How diabetes could increase cancer risk

For years, scientists have been trying to solve a medical mystery: Why do people with type 1 or type 2 diabetes have an increased risk of developing some forms of cancer?

In a new study, researchers report a possible explanation for this double whammy.

They found that DNA sustains more damage and gets fixed less often when blood sugar levels are high compared to when blood sugar is at a normal, healthy level, thereby increasing one’s cancer risk.

These cancers include ovarian, breast, kidney and others.

Scientists have suspected that the elevated cancer risk for diabetics arises from hormonal dysregulation.

In addition to controlling blood glucose levels, the hormone insulin can stimulate cell growth, possibly leading to cancer.

Also, most people with type 2 diabetes are overweight, and their excess fat tissue produces higher levels of adipokines than those at a healthy weight.

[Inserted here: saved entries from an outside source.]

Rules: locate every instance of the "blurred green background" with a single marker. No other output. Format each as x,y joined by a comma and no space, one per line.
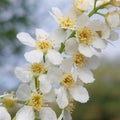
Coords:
16,16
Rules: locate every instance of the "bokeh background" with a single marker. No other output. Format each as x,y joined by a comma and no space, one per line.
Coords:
26,15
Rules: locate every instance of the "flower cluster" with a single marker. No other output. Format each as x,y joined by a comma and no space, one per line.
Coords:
60,64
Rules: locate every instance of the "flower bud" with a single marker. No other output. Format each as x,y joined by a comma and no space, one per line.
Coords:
115,3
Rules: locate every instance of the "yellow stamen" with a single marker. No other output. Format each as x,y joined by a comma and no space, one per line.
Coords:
37,69
67,22
85,36
44,45
36,101
67,80
9,102
71,106
79,59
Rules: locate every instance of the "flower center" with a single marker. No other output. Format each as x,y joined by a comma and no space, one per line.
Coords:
8,102
67,80
36,100
67,22
44,46
37,69
84,35
71,106
79,59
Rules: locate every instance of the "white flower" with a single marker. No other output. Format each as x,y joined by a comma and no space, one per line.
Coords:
77,59
113,19
43,46
115,3
91,34
100,2
36,68
65,115
36,101
65,22
67,85
83,5
4,115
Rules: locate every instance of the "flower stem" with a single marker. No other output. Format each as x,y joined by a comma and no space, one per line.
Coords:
36,83
14,118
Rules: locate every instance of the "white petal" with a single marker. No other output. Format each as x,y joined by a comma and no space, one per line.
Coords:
23,92
56,13
114,36
4,115
85,50
71,46
25,113
113,19
67,115
99,43
93,62
51,96
86,75
80,94
59,36
99,26
54,57
54,74
82,20
67,64
62,99
26,39
23,74
61,115
34,56
45,85
96,25
47,113
41,34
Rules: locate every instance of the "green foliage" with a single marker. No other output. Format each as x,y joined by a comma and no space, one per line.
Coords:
11,25
104,103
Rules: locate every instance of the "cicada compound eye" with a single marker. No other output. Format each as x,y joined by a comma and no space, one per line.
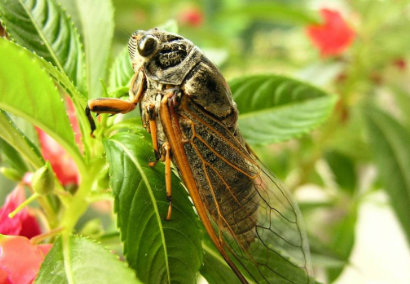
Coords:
147,45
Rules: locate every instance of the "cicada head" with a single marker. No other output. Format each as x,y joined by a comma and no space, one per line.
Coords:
166,57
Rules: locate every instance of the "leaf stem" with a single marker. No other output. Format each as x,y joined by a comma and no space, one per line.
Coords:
24,204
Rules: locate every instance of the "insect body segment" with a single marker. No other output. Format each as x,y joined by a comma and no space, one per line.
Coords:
187,107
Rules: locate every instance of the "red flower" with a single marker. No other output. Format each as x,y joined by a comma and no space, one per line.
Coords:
23,223
62,164
191,17
20,260
333,36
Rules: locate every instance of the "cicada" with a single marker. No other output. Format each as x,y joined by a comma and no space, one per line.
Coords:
187,106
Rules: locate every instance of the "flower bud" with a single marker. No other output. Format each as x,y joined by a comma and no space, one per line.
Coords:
43,180
10,173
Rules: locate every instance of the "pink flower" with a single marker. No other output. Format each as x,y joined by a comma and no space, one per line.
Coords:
192,17
23,223
20,260
62,164
333,36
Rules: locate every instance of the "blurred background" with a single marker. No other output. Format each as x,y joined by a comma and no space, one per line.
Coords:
351,176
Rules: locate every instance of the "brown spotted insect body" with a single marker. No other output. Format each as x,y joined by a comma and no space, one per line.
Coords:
187,107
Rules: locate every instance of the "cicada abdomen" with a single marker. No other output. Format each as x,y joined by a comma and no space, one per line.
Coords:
187,107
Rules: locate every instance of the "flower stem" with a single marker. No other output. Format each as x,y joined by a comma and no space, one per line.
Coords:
24,204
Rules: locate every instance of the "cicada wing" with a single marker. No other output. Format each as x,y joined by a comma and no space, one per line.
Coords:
278,249
258,223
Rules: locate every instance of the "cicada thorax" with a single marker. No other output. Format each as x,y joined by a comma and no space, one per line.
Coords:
216,152
222,171
187,107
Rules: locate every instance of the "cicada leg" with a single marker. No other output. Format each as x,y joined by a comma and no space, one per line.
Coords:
167,154
153,130
114,106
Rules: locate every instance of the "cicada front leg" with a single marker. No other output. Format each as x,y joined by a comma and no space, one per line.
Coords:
167,156
114,106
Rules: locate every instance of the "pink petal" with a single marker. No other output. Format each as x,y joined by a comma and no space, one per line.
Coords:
74,122
192,17
12,226
62,164
30,227
20,259
333,36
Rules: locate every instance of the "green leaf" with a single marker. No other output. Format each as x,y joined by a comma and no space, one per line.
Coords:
12,157
121,74
13,136
160,251
390,144
275,108
271,11
402,97
214,269
44,28
91,15
27,91
90,262
342,241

These hormones promote chronic inflammation, which is linked to cancer.

But in the new study, the team wondered if the increased blood glucose levels seen in diabetes could harm DNA, making the genome unstable, which could lead to cancer.

They looked for a specific type of damage in the form of chemically modified DNA bases, known as adducts, in tissue culture and rodent models of diabetes.

Indeed, they found a DNA adduct, called CEdG, that occurred more frequently in the diabetic models than in normal cells or mice.

What’s more, high glucose levels interfered with the cells’ process for fixing it.

The team says exposure to high glucose levels leads to both DNA adducts and the suppression of their repair, which in combination could cause genome instability and cancer.

The team has completed a clinical study that measured the levels of CEdG, as well as its counterpart in RNA (CEG), in people with type 2 diabetes.

They found as in mice, people with diabetes had much higher levels of both CEdG and CEG than people without the disease.

They identified two proteins that appear to be involved: the transcription factor HIF1α and the signaling protein mTORC1, which both show less activity in diabetes. HIF1α activates several genes involved in the repair process.

The researchers found that if we stabilize HIF1α in a high-glucose environment, we increase DNA repair and reduce DNA damage.

And mTORC1 actually controls HIF1α, so if you stimulate mTORC1, you stimulate HIF1α.

The researchers plan to see if some drugs decrease cancer risk in diabetic animal models and if so, they will test them in humans.

The study was at the American Chemical Society (ACS) Fall 2019 National Meeting & Exposition. John Termini, Ph.D. presented the work at the meeting.